Once OSHA releases the draft rule, a brief public comment period will likely follow, allowing companies to voice their skepticism and suggest changes, Michaels said.
One problem for companies could be the cost of weekly testing and record keeping for workers who refuse to be vaccinated, which Gostin said could prompt companies to simply impose vaccinations by “default.”
Lex Taylor, who heads a group of companies based in Louisville, Mississippi that make heavy industrial equipment like forklifts and generators, called the new rule “tough,” saying it isn’t. clear how often it will have to test those of its 1,300 workers. who refuse vaccination. Even after offering an extra day of vacation to get vaccinated, only 30% of its workforce has been vaccinated so far, he said.
Given labor shortages, Taylor said he was unable to impose vaccination and risk losing employees. “It’s just impossible,” he said, pointing to the hole in his workforce this would create given the number of his workers who remain unvaccinated. “Logic wants it to be irresponsible. It’s crazy.”
This means that he will have to design a test protocol. But the limited supply of at-home Covid tests could make it difficult to buy them wholesale and cheaply, he said, adding, “If we have to have a negative test result before the employee can come to the work, this is really going to be an administrative nightmare.
In response to the shortages, the White House has pledged to increase the purchase of the tests for distribution to the public.
Scott Waller, president of the Mississippi Economic Council, said his organization has been promoting vaccinations, but member companies don’t know how to prepare for the rollout of the vaccine rule.
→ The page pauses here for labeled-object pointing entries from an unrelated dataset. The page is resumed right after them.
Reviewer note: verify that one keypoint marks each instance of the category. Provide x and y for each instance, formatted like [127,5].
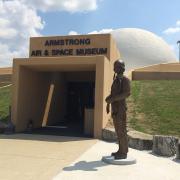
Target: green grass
[154,107]
[4,103]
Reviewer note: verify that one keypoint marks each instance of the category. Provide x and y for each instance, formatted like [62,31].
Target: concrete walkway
[149,167]
[38,157]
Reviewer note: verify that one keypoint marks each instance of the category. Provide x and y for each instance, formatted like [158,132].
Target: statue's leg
[115,119]
[120,128]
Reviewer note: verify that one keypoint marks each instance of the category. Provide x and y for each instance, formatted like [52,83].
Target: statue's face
[118,68]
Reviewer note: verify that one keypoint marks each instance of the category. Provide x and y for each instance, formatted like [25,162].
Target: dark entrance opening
[80,96]
[71,102]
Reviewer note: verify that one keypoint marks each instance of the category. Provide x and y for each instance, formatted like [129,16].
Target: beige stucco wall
[168,71]
[33,77]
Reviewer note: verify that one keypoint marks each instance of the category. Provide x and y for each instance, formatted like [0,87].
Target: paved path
[149,167]
[38,157]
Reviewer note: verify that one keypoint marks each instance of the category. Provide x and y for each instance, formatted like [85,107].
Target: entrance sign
[84,45]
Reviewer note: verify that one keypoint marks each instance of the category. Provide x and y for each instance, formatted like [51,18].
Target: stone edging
[142,141]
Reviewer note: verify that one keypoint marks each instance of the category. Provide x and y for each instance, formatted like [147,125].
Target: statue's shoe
[114,153]
[120,156]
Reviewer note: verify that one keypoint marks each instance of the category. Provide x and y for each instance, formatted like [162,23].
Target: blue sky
[21,19]
[154,15]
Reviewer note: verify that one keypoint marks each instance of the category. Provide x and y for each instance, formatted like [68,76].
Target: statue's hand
[107,108]
[108,99]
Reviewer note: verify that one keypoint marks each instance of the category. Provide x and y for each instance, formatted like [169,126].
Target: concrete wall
[155,75]
[58,102]
[169,71]
[32,97]
[32,84]
[5,77]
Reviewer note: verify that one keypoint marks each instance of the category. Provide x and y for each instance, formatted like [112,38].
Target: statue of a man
[120,90]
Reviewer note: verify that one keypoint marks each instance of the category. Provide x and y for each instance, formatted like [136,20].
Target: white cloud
[62,5]
[173,30]
[178,23]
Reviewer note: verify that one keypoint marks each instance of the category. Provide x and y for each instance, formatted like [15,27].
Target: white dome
[142,48]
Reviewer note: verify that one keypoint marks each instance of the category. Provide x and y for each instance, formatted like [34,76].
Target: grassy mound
[154,107]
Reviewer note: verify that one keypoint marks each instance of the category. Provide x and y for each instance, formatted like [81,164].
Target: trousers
[119,121]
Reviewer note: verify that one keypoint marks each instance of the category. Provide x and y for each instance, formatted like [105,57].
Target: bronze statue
[120,90]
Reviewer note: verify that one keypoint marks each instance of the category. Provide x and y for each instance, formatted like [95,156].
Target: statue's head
[119,66]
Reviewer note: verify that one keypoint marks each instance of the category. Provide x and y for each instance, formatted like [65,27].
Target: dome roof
[142,48]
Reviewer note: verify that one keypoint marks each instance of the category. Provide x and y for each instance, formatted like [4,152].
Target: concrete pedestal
[111,160]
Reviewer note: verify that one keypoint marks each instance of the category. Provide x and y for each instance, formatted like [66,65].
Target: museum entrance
[71,105]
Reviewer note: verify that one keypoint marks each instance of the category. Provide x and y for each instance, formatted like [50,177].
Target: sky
[21,19]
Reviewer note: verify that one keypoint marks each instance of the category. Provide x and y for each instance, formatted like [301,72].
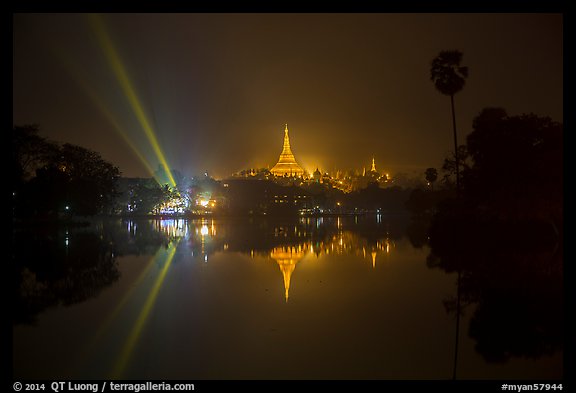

“The idea sounds great, but what are some of the unintended consequences? Waller asked.
For example, the rule is likely to apply even to chains with a total of 100 employees in their various stores, according to Michaels.
“It makes it a lot harder,” Waller said, noting that it would be more difficult for management to track compliance in multiple places.
While companies broadly support employee vaccinations, they are concerned that a requirement could cause employees to quit at a time when many companies face a shortage of workers, Waller said. In Michigan, Henry Ford Health System announced Tuesday that 400 employees had resigned during the system’s vaccination tenure. Yet this is only about 1% of the health system workforce.
Push from the White House
The White House says the evidence supports the effectiveness of the warrants. He released a report Thursday claiming that immunization requirements in many organizations have helped push their employees’ immunization rates to more than 90 percent – a rate “substantially higher” than the 63 percent. percent of the working-age population who are fully immunized.
Biden implored companies not to wait for the requirement to go into effect.
“My message is to demand that your employees get vaccinated,” he said in remarks Thursday. “With the vaccinations, we will finally beat this pandemic. Without them, we face endless months of chaos in our hospitals, damage to our economy and anxiety in our empty schools and restaurants and far fewer businesses. “
While up to half of unvaccinated workers said in polls that they would quit their jobs rather than be forced to get vaccinated, anecdotal evidence suggests the number who quit may be much smaller.
Meanwhile, OSHA received a boost in the Covid relief bill that Biden signed in March, which provided $ 100 million for inspectors, a whistleblower program, and health and safety grants. security, according to the Ministry of Labor – all elements of the agency’s enforcement efforts.
“OSHA should emphasize that it will enforce the law rigorously, devote significant resources to inspections and enforcement, and make it widely known that employees should speak out against employers who fail to meet standards. OSHA, ”Gostin said. .
“This combination will have a strong impact,” he said.